ANYWAY, they had the Hogshead crime scene stuff. And, yea ... the biggest problem with it is it's horribly out of date and pure d20.
I suppose if you wanted to run a PURE CSI game it might be interesting, but most of it is creating classes, PrCs, skills, feats, etc etc to create, from the ground up, a d20 based investigation game. I suppose this would be okay, but it would take alot of conversion or adding of skills to an already skill-heavy d20Modern game.
I decided not to buy it, as I spent 80 bucks on stuff already today and from my page-through it seemed like it wouldn't be of much use to me. Some creative DCs and description on the part of the DM and you're good enough to go with d20Modern and "Investigate". I didn't think I needed a seperate skill called "Blood Spatter Analysis".

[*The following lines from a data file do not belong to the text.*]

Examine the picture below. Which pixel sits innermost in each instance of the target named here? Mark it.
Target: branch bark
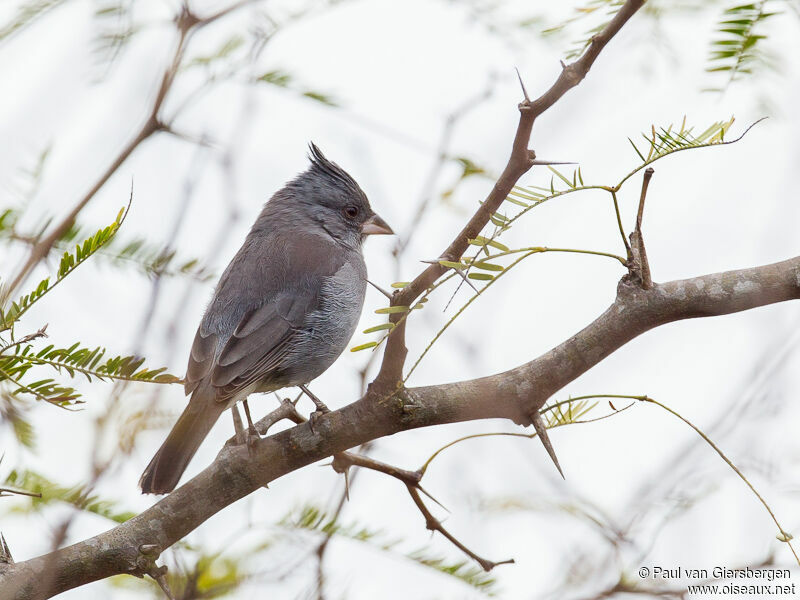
(513, 394)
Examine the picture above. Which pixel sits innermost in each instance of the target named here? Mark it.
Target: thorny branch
(520, 161)
(385, 409)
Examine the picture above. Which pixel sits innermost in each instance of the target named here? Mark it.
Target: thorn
(522, 85)
(149, 549)
(380, 289)
(541, 431)
(427, 493)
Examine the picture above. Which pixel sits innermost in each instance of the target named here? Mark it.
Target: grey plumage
(283, 310)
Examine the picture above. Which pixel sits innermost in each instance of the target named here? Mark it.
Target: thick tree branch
(514, 395)
(519, 163)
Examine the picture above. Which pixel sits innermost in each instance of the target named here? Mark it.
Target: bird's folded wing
(261, 342)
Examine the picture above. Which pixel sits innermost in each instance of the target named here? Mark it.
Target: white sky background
(398, 69)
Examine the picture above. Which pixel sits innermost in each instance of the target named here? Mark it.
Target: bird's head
(327, 197)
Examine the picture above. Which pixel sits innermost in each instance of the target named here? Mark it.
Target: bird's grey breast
(328, 329)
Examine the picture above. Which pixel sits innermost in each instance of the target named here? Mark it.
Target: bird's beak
(376, 226)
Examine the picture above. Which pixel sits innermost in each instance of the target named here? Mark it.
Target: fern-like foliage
(89, 362)
(737, 47)
(51, 493)
(313, 518)
(69, 262)
(21, 362)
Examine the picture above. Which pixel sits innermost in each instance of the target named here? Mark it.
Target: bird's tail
(165, 470)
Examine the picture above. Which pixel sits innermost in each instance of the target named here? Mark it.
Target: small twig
(380, 289)
(411, 479)
(619, 224)
(522, 85)
(5, 553)
(541, 431)
(9, 491)
(639, 266)
(433, 524)
(458, 271)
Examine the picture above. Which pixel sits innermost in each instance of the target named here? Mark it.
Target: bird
(283, 310)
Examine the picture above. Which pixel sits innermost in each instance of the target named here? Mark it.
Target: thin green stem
(619, 223)
(785, 536)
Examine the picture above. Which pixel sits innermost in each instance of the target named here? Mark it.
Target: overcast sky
(396, 71)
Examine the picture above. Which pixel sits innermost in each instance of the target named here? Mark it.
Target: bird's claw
(314, 417)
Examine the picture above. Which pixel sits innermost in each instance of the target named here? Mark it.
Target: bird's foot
(314, 417)
(321, 408)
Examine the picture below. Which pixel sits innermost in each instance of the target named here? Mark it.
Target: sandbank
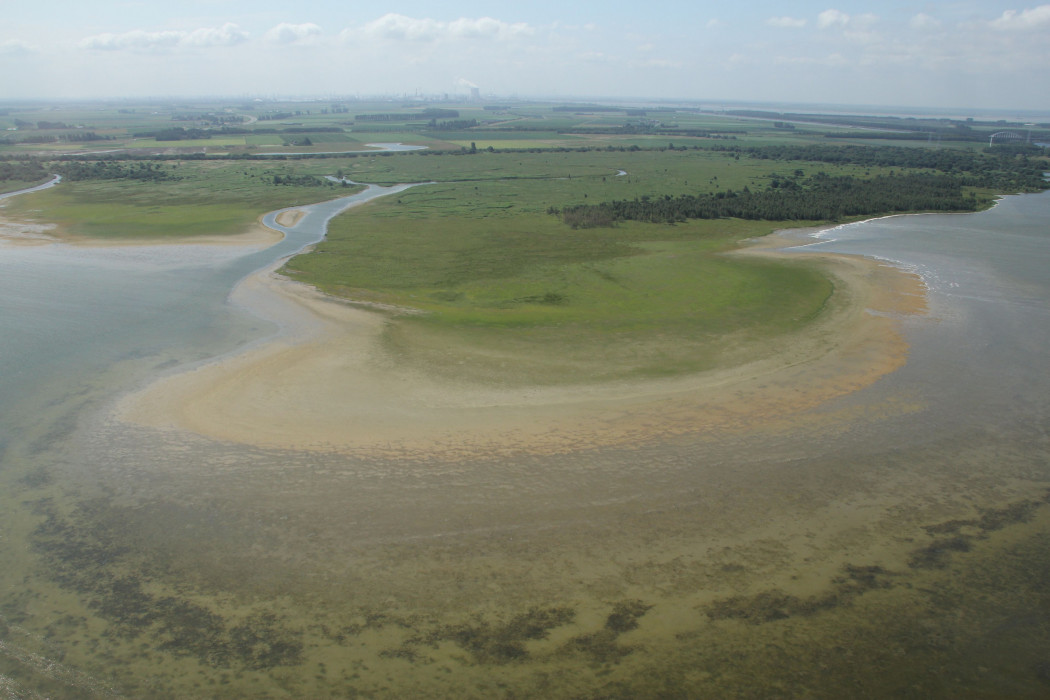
(323, 383)
(33, 233)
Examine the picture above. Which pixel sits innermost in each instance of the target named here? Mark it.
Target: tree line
(77, 170)
(819, 198)
(1000, 169)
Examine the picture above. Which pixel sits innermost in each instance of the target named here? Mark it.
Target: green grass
(509, 292)
(211, 198)
(512, 294)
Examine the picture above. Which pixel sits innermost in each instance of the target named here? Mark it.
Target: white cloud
(1026, 19)
(831, 18)
(290, 34)
(659, 63)
(228, 35)
(922, 21)
(399, 27)
(789, 22)
(16, 47)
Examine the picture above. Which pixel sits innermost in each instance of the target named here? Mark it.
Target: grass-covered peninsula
(559, 240)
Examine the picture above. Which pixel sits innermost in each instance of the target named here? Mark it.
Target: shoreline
(322, 384)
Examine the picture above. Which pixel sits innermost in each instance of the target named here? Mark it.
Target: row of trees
(1001, 169)
(819, 198)
(109, 169)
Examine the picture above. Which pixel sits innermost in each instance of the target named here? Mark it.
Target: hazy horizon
(943, 56)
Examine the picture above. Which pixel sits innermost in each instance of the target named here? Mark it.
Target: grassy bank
(512, 294)
(197, 198)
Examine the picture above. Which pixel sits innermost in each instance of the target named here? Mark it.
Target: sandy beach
(32, 233)
(322, 384)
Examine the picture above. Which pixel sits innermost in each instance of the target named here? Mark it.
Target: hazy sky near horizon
(968, 54)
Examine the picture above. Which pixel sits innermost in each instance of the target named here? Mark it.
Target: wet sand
(323, 384)
(30, 233)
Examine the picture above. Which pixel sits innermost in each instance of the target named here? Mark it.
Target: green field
(509, 292)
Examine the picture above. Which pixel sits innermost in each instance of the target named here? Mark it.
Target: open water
(900, 547)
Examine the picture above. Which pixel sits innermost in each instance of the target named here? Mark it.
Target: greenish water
(895, 544)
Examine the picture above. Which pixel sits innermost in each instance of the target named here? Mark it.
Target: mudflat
(324, 382)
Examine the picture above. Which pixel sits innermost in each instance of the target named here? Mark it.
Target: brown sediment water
(864, 515)
(319, 384)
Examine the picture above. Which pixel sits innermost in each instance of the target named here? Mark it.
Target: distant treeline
(301, 181)
(587, 108)
(1001, 169)
(819, 198)
(910, 128)
(402, 117)
(72, 138)
(453, 125)
(109, 169)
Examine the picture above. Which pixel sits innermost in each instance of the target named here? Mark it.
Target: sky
(968, 55)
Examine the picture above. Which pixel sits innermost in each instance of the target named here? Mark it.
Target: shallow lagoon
(893, 543)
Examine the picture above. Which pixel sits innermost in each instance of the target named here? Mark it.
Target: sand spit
(323, 383)
(33, 233)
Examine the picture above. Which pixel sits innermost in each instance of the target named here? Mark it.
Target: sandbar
(323, 383)
(34, 233)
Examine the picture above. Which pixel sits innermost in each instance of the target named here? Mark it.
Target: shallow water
(895, 542)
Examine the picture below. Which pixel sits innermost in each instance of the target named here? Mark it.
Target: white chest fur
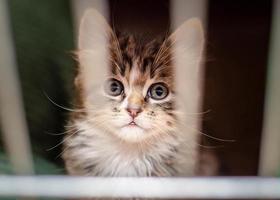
(95, 153)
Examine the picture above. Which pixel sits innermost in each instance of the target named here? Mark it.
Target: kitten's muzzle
(133, 112)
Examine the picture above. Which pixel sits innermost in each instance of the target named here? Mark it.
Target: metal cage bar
(194, 188)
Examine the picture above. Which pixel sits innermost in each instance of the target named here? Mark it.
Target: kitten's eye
(158, 91)
(113, 87)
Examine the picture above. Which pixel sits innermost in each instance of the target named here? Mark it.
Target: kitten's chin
(132, 133)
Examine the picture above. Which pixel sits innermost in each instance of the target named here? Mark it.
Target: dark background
(236, 61)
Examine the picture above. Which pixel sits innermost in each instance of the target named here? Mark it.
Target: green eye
(113, 87)
(158, 91)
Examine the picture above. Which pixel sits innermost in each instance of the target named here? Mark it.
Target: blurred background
(236, 88)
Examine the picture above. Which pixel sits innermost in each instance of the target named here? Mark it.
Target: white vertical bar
(12, 115)
(270, 147)
(189, 73)
(182, 10)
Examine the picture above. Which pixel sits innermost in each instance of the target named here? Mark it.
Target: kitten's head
(127, 84)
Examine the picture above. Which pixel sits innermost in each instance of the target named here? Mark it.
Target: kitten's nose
(133, 112)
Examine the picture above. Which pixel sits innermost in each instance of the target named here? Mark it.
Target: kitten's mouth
(133, 124)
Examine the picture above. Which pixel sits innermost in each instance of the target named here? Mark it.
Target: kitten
(130, 125)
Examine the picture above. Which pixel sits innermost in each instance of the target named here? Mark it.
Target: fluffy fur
(100, 141)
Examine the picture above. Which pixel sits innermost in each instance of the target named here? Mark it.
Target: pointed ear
(93, 50)
(94, 31)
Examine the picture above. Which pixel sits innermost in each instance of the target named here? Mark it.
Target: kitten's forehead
(138, 58)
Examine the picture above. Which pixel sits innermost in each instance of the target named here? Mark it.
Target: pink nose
(133, 112)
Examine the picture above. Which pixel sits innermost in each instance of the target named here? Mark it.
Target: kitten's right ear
(94, 31)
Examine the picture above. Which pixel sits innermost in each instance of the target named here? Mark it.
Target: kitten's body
(103, 142)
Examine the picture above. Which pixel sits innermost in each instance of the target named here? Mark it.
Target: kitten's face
(138, 90)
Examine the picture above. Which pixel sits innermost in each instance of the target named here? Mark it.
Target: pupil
(159, 91)
(114, 87)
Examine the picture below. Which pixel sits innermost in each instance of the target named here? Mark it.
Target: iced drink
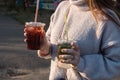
(35, 35)
(63, 44)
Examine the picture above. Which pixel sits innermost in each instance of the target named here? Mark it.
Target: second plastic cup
(63, 44)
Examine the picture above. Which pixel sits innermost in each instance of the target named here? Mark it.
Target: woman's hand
(74, 56)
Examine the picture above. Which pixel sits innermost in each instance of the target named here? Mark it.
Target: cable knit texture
(99, 43)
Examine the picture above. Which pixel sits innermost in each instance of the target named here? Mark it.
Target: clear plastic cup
(63, 44)
(35, 35)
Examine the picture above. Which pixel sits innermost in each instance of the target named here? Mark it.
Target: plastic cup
(35, 35)
(63, 44)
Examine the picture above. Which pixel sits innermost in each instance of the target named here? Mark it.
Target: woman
(94, 28)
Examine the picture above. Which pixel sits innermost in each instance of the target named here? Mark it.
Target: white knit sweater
(99, 43)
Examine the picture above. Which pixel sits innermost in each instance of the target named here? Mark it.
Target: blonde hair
(98, 6)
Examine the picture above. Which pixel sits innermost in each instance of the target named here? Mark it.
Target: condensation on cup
(35, 35)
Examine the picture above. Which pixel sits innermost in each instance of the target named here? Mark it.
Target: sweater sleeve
(48, 35)
(106, 64)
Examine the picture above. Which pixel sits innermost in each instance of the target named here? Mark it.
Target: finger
(75, 46)
(69, 51)
(25, 40)
(25, 29)
(67, 61)
(66, 57)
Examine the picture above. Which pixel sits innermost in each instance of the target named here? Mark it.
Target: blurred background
(16, 61)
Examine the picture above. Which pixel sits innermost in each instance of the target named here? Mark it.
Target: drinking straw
(66, 26)
(36, 13)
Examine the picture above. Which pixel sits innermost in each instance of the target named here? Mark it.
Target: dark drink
(35, 35)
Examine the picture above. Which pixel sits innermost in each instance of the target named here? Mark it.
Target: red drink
(35, 35)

For those of you running a pure CSI campaign, you might want to look into it a little more at your FLGS. You might need a seperate skill for bone analysis, blood spatter analysis, etc etc. Dunno.
EDIT: Just thought of something, thought I'd add it in there. If you're predominantly interested in the HOW and the WHY of crime scene investigation and police procedure ... and death and mystery and writing a good mystery, I'd suggest the "Howdunit" series from F&W. They're about 11 years old at this point, but it's a collection of writer's resource books telling writers what they need to know to write knowledgably about crime. I see writing adventures, GOOD adventures, to be just another story. That's why we're "Storytellers" as often as "Game Masters" or anything else. You'd probably like "Scene of the Crime". I'm contemplating picking them up if I can find them at a used book store around here.
EDIT EDIT: Mmm, it looks like they released a book called "Howdunit", from Writer's Digest (who released the later books in the series) that's a compilation of the other books ... well, a condensation and collection, anyway. I imagine that one would be a great read for a GM wanting to run good investigative games.